1. At home, focus on progress, not perfection. As parents, we are understandably proud of our child's accomplishments. But when we fawn over them for winning and only offer consolations after a game loss, we are reinforcing the message that winning is the ultimate goal. Take care to offer praise after a loss for the manner in which your children conducted themselves. Did she pass the ball to a teammate? Tell her you are proud. Did he graciously shake the hands of the opposing team at the end of the game? Congratulate him on good sportsmanship. Our children take their cues from us, and if we reinforce these good behaviors with the same enthusiasm that we exhibit when they win the game, we remind them of the bigger picture.

Conor Porter, a former Villanova soccer player who now coaches youth, offers this advice to parents: "Winning shouldn't even be part of the conversation at an early age. Development is the only yardstick that we should be using," he says. We should be teaching our children to ask themselves how they have improved. "Kids in the 9-12 age groups may be physically ready to compete," he says, "but may not be mentally or emotionally ready to meet the expectations that are placed on them from parents and coaches." Instead of pressuring our children to win, we should be working with them to recognize their own growth versus merely winning.

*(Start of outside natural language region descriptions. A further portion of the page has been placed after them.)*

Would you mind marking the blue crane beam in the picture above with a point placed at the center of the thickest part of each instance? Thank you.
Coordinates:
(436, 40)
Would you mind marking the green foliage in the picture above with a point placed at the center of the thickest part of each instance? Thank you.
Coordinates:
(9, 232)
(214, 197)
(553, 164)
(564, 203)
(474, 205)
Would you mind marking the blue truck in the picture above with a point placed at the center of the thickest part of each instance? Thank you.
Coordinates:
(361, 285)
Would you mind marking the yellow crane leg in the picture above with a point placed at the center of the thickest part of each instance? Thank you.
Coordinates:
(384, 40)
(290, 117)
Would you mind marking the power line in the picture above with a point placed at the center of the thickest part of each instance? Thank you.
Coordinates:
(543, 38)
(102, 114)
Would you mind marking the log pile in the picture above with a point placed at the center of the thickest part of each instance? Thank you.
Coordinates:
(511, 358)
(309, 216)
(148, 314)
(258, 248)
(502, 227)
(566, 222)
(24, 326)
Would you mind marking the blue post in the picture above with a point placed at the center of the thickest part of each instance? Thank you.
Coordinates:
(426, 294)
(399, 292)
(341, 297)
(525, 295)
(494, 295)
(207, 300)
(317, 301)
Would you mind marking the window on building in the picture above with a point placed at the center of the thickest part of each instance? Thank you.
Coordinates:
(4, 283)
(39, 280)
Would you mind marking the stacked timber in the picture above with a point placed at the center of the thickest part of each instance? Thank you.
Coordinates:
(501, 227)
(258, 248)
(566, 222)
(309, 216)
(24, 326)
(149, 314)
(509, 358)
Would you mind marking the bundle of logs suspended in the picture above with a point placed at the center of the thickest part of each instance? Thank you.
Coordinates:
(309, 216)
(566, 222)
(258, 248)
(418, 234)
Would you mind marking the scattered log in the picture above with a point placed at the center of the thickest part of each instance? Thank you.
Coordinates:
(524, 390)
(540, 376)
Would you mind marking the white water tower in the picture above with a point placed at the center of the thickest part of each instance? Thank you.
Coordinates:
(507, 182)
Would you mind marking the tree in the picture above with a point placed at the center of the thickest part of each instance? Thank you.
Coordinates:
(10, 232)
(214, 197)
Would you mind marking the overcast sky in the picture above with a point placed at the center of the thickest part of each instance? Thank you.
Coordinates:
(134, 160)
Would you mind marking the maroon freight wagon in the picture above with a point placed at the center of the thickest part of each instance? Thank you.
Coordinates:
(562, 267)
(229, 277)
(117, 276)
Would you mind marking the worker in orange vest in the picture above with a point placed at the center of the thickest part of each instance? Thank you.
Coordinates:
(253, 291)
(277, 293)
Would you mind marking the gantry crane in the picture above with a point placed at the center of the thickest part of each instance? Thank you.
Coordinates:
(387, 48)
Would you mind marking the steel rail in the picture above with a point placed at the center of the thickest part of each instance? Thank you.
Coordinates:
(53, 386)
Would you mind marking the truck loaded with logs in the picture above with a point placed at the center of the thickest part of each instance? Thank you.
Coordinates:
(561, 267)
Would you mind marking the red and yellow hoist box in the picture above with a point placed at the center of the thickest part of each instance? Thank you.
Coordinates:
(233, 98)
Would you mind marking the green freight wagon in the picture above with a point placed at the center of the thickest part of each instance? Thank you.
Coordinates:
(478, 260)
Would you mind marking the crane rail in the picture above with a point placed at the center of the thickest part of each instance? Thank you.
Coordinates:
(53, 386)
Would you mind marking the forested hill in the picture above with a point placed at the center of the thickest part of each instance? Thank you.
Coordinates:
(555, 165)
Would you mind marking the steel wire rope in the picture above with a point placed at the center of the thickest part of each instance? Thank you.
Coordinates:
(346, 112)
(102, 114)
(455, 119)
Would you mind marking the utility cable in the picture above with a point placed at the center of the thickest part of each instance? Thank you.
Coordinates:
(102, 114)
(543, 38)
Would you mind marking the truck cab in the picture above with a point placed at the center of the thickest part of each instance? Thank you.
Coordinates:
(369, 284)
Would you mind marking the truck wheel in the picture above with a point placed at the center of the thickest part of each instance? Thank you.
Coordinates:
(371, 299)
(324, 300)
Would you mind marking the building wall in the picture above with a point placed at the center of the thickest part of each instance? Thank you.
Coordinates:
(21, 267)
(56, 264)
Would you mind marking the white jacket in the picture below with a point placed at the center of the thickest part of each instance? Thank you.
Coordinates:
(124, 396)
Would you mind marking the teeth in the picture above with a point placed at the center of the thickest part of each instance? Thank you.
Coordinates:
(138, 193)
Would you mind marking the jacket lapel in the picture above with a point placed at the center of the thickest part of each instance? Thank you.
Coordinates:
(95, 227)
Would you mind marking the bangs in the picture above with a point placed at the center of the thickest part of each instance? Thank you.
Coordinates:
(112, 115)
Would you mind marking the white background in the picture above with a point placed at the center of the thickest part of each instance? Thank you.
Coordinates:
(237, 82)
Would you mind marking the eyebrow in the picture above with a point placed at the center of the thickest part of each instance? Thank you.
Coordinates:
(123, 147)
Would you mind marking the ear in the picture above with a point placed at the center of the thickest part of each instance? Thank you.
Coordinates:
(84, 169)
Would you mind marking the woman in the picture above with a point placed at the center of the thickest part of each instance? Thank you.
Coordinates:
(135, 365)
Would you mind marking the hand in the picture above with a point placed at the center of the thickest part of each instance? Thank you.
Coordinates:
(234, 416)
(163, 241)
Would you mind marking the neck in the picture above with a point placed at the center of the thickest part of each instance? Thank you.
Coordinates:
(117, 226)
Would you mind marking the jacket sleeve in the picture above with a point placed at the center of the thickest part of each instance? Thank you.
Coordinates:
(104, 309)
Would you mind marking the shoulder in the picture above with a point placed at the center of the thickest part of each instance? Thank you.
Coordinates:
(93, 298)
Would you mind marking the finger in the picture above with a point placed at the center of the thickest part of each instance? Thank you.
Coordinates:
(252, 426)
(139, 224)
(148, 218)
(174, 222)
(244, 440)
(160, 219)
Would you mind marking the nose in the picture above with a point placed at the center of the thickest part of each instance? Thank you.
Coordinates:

2. Support your child's coach on the field. When we are on the field watching our children play, it is essential to avoid sideline coaching. Defer to the coach. Instead of interjecting your own instructions in games or training, if you have questions or concerns, bring them to the coach outside of the game or training. "Hearing a parent scream, 'Kick it!' when you as a coach have asked your players not to kick it but to be brave on the ball is very frustrating," Porter says.

3. Support your child's coach off the field. If parents provide a conflicting message at home, your child will become confused and conflicted about which message to accept. "Encouraging your child to have fun, work hard and be respectful their coach and teammates demonstrates incredible support for the coach," Porter says. Even if you happen to have some coaching expertise or knowledge of the sport, showing a united front to your child is essential.

4. Encourage your child to speak up. As our children grow, we need to encourage them to handle their own issues apart from us whenever possible. Instead of immediately intervening, encourage your child to approach their coach with any concerns they may have. This will help them become better communicators as well as more confident in their own ability to solve problems. While there may be occasions where parental involvement is warranted, allowing them to address the conflict first reminds them of their own abilities.

5. Know the coaching red flags. There are many different styles of coaching, and not everyone will mesh well with each coach, which is why it is important to find a coach with whom you and your child can work well. There are, however, a number of red flags when it comes to coaching, and should you find yourself in a situation where your child's coach displays any of these, it may be time to find another team. An outstanding coach, according to Porter, "is someone who conducts themselves as a teacher first and a coach second. Nothing positive will come from all the coaching efforts to produce great players if they do not understand how to conduct themselves as successful human beings."

Parents are humans and will inevitably make mistakes, but if we strive to raise good humans first and good players second, our children will benefit from their time in organized sports by more than just athletic prowess.